Pena que o editorial do jornal tenha de omitir por preceito o nome de seu autor. Neste jornal, o editorial de quarta-feira, 7 de setembro, intitulado “Grito que não cala”, tanto empolga quem o leu a cada argumento quanto envaideceria, por justiça, a quem se visse revelado.
É norma consagrada: “A palavra, o ponto de vista é do jornal e não do redator exímio a quem a mensagem é confiada.” E mais: “A opinião expressa no editorial é alguma coisa mais do que a simples opinião do proprietário, é o conjunto de opinião de diretores e editorialistas”, refletindo quase sempre uma tendência interpretada na consciência social – acrescento.
Está escrito em A União: “O Brasil comemora, hoje, o bicentenário de sua independência de Portugal, cujo marco, de acordo com a história oficial, foi o grito do imperador Dom Pedro I.” E esclarece: "Independência, no entanto, vai ou deveria ir muito além dos interesses da classe dominante. Pressupõe uma soberania nacional cujo alicerce seria o ideal do desenvolvimento econômico com liberdade e justiça social.” São palavras incisivas do editorial em seu grito que não cala:
“O Brasil é uma nação independente que ainda precisa estender essa conquista de 200 anos para milhões de patrícios que não têm casa nem emprego – milhares, por sinal, nem mesmo o que comer”.
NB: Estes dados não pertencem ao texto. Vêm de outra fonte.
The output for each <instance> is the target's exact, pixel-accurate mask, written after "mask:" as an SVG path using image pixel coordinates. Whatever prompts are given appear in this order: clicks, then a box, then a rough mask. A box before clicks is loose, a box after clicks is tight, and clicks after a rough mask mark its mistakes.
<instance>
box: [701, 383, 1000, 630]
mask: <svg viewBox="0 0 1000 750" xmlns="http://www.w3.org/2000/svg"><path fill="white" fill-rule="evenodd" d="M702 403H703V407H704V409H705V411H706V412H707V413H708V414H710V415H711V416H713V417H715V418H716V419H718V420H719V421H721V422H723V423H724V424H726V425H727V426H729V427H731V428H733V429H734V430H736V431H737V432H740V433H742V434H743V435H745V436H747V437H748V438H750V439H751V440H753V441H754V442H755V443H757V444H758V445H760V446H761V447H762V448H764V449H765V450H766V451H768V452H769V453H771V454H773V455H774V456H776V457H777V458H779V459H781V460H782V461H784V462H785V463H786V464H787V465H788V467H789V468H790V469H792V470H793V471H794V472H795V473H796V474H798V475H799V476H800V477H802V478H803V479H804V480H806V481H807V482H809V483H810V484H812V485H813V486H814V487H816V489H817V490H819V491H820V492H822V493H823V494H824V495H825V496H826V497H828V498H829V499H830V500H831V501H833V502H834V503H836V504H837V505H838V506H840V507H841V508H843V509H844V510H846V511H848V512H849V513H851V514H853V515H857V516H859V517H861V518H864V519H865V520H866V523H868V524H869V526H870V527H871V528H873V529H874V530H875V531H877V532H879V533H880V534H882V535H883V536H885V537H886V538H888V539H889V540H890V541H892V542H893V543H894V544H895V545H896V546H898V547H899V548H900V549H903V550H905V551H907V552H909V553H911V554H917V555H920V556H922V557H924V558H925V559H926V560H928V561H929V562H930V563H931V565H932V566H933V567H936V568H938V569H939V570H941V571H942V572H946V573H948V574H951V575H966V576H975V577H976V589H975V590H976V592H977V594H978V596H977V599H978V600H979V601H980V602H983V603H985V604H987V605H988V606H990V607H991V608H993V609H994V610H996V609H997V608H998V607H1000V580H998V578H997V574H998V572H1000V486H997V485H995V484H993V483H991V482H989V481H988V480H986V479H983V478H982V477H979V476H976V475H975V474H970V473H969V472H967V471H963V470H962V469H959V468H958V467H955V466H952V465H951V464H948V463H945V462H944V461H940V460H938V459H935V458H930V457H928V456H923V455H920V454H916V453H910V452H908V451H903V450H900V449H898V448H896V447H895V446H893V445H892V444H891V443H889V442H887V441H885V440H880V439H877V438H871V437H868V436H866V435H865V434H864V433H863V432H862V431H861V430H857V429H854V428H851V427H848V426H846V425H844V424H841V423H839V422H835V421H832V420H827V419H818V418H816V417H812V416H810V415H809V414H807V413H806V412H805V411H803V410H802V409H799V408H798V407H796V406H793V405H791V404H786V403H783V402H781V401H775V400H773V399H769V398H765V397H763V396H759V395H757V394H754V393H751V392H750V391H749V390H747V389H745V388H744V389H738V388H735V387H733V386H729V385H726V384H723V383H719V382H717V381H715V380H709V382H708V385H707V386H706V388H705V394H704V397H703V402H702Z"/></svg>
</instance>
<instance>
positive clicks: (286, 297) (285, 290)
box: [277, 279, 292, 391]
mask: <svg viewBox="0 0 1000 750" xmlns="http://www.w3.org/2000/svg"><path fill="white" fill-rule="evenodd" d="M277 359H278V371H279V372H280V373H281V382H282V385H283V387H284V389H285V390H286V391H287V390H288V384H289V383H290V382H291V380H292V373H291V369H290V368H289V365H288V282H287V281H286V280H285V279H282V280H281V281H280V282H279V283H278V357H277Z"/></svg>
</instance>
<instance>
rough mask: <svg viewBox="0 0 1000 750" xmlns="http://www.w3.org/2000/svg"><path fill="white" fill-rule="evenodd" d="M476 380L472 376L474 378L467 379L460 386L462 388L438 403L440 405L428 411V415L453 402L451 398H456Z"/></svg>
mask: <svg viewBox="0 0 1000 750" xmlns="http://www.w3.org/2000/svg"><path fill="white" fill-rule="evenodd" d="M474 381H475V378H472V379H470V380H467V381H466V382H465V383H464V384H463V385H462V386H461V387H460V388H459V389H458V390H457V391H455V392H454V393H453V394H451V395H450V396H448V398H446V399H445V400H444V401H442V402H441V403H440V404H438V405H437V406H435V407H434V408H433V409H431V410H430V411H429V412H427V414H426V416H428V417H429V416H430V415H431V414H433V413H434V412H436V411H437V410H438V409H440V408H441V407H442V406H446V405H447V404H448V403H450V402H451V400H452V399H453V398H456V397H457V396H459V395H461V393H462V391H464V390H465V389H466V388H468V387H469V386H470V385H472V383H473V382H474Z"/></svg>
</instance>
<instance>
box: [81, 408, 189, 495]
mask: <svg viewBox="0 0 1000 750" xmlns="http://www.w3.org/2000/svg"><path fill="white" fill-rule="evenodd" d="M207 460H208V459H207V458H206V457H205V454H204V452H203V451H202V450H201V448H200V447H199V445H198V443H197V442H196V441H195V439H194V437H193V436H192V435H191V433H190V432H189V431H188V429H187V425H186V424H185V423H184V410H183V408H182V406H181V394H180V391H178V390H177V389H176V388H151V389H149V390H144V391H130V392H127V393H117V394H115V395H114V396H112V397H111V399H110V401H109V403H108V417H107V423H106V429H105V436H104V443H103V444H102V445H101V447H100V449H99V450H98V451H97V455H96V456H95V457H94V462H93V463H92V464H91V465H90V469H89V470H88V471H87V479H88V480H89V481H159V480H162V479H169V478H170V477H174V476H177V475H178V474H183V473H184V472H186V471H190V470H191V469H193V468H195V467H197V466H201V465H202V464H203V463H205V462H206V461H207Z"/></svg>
Para ser mais preciso, nesse Brasil completamente apartado do Ipiranga, 33 milhões de cidadãos vêm sendo descarnados pela fome. A Veja, em matéria recente, foi fotografar essa tragédia no interior miserável do Nordeste, em Serrano, no Maranhão, mas podia ter ficado mesmo em São Paulo, onde o contraste de classe é um dos mais pavorosos do mundo. Isto num país tropical que planta e colhe durante os doze meses do ano e que abastece de alimento as grandes e ricas nações ocidentais e orientais do planeta. Onde fica ou a que se reduz a independência se o voto, apanágio da liberdade de pensamento e de ideia, pode se render a 600 reais a cada brasileiro com renda de 7 reais por dia?! São 20 milhões que, mais ou menos, vivem desse dinheiro. Minha mãe santíssima!
Formei-me fora da escola, aprendendo num jornal do governo, ouvindo mal-entendidos sobre à sua linha editorial, mas foi lá que discerni, ou melhor, que passei a limpo lição aprendida na leitura e com a vida:
“Não é a consciência do homem que determina sua existência, mas, ao contrário, sua existência social é que determina sua consciência”.
O editorial era a peça mais bem trabalhada de todas que compunham o jornal. O editorialista, lá entre nós, era o intérprete da maioria do corpo redacional. E a maioria, por mais letrada que fosse, tinha origens existenciais na classe, se não pobre, parede-meia com os mais carentes. Se me perguntarem, do meu tempo de militante, qual a fase mais autêntica do editorial, ou seja, a menos confrontada com a direção da casa, não tenho dúvida: a dos governos de Pedro Gondim e de Tarcísio Burity, nas direções respectivas de Hilton Marinho e Helio Zenaide no período gondinista, e Nathanael Alves e Petrônio Souto no de Burity.
E ficou sendo, para todos os jornais e para todo o sempre, a primeira matéria de minha leitura, fosse no Jornal do Comércio do Recife ou nos do Rio, liderados pelo Jornal do Brasil e Correio da Manhã.